Investors shy away from Nu Skin as profits fall on China troubles

By Simon Pitman

- Last updated on GMT

Investors shy away from Nu Skin as profits fall on China troubles

Related tags Revenue Stock

Nu Skin share prices have continued to take a beating following the release of results on November 4th that showed a big drop in profits and a weaker outlook.

While the third quarter results failed to ignite any enthusiasm from the investment world, the problem was exacerbated by a recent report from Probes Reporter that the company is also facing an undisclosed SEC probe relating to its activities.

The culmination of these problems has resulted in share prices dropping from just under $53 a share to under $40 a share at the close of business on November 14th​.

Ratings downgrade

"We rate Nu Skin Enterprises a hold. The primary factors that have impacted our rating are mixed - some indicating strength, some showing weaknesses, with little evidence to justify the expectation of either  positive or negative performance for this stock relative to most other stocks,”​ an analyst from Th eStreet Quant Ratings stated.

"The company's strengths can be seen in multiple areas, such as its attractive valuation levels, largely solid financial position with reasonable debt levels by most measures and expanding profit margins.
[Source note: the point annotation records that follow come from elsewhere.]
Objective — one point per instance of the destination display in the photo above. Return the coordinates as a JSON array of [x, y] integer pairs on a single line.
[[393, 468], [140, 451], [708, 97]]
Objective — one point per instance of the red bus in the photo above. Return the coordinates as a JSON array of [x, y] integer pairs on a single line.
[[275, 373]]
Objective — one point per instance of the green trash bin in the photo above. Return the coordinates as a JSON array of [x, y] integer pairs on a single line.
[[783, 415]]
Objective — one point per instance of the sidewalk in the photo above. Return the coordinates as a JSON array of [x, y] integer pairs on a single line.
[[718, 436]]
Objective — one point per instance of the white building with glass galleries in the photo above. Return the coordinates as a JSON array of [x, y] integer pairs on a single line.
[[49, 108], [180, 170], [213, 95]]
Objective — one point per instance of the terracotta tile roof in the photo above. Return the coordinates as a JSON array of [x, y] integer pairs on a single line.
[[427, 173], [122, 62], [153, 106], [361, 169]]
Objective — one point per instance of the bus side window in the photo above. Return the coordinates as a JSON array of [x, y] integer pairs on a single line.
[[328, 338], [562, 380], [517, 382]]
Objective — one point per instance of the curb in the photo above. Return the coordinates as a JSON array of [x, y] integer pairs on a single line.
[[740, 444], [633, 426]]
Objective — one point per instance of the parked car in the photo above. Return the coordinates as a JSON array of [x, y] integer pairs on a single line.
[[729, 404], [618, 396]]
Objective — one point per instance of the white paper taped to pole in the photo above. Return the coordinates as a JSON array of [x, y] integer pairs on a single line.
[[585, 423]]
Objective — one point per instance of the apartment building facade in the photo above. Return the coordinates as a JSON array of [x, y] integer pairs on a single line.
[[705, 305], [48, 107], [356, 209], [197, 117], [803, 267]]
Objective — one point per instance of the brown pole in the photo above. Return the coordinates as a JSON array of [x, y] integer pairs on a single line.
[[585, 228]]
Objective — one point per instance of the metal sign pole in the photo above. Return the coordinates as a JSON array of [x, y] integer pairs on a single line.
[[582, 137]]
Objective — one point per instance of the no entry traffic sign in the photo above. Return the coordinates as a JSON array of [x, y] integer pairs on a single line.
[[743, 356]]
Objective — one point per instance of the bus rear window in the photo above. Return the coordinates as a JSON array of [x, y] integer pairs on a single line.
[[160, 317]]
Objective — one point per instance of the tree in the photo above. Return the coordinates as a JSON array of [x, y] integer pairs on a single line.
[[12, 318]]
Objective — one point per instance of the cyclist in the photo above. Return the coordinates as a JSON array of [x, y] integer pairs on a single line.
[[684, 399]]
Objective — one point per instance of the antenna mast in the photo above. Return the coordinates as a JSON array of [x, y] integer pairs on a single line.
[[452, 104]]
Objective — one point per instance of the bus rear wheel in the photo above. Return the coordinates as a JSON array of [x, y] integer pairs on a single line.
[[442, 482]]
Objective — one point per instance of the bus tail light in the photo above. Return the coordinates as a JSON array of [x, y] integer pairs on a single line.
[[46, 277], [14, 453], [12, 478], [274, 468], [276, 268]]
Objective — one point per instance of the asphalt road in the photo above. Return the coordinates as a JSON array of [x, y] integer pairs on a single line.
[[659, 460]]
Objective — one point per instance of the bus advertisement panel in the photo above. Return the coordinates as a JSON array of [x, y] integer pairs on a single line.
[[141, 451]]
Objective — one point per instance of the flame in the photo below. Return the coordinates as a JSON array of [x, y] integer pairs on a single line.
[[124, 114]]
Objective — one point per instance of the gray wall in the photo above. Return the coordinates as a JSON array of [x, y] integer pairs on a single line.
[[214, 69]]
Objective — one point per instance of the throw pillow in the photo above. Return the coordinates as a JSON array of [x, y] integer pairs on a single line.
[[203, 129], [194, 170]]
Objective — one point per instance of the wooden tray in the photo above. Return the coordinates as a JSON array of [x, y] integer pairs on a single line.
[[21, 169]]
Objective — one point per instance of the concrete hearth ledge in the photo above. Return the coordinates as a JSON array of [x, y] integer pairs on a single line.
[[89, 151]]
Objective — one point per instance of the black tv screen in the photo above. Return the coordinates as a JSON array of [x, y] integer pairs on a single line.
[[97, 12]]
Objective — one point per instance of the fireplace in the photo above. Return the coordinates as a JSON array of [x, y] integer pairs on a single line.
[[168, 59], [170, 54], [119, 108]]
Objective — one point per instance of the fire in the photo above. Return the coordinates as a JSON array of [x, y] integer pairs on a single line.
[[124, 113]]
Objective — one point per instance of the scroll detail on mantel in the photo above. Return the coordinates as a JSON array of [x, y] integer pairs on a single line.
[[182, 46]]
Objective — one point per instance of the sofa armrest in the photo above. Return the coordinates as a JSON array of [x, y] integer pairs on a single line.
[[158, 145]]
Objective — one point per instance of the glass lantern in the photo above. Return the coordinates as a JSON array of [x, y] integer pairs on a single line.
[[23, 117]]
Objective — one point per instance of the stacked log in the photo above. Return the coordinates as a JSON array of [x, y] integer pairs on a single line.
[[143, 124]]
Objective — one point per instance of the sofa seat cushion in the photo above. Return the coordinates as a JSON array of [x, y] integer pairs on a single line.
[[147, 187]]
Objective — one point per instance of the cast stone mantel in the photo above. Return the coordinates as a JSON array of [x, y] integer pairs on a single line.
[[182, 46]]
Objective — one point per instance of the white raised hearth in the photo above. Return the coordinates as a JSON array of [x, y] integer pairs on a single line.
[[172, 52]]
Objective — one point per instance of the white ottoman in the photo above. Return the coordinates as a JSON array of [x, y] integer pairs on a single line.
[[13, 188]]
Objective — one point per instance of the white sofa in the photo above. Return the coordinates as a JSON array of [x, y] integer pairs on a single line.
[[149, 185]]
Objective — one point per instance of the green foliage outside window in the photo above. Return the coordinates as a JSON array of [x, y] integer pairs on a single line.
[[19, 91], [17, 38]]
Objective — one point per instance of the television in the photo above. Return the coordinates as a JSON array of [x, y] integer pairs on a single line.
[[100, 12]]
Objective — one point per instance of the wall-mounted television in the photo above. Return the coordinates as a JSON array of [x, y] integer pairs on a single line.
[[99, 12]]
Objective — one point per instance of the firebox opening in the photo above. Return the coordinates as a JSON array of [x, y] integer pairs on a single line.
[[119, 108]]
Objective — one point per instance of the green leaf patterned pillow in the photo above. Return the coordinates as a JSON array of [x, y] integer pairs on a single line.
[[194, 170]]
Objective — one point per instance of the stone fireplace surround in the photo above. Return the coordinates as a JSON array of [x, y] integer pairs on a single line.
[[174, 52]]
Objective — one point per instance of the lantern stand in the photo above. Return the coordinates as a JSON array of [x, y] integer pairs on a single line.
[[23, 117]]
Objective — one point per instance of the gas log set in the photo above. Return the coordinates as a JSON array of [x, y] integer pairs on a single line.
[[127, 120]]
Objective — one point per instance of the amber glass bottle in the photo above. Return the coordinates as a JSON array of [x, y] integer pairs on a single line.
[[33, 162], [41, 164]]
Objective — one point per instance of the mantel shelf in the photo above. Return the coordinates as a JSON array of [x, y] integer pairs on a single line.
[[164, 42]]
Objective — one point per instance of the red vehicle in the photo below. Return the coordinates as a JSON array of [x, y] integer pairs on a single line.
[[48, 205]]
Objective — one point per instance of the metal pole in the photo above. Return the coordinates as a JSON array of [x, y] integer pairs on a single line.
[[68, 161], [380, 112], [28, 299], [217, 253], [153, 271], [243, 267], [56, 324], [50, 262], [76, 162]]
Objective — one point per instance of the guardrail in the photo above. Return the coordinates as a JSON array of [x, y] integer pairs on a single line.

However, as a counter to these strengths, we also find weaknesses including deteriorating net income, a generally disappointing performance in the stock itself and feeble growth in the company's earnings per share."

The company said that revenues for the third quarter fell by 30% compared to the prior year, to $638.8m, as sales took a big fall in China as its sales in the region continue a slow recovery following its voluntary suspension of sales in the country earlier in the year.

But the company’s problems were further exacerbated by the fact that revenues during the period also fell in the Southeast Asia and EMEA regions.

However, in the comparable period last year, the company did point out that it had registered sales of $203m attributable to its limited-time introduction of its age LOC TR90 weight management system, which would be difficult to replicate in the longer-term.

Currency translations make matters worse

Revenue during the quarter was also negatively impacted by 3% as the US dollar continued to be strong against a number of leading international currencies.

"We believe our business in China is stabilizing as we are seeing improving trends in the early sales leader pipeline, we strengthened our capital structure and balance sheet flexibility, we are making good progress in our product development efforts, and we generated positive operating cash flow,”​ said Truman Hunt, president and chief executive officer.

"Our sales results are heavily impacted by our product launch schedule. Last year's second-half launch, which generated approximately $550 million in sales, provides a difficult year-over-year comparison.”

Weaker outlook

Looking ahead, the company says it remains focused on rekindling its business in China and is preparing a significant number of new product launches for the coming quarters.

However, the outlook remains compromised for the business on account of forecast sales for its age LOC TR90 brand, which are expected to be well below those for the corresponding period in the previous year.

“While we anticipate core business trend improvement, we estimate $20 million of LTO sales in the fourth quarter versus $350 million of LTO sales in the fourth quarter of 2013, and $80 million of LTO sales in the third quarter of 2014,”​ Hunt said.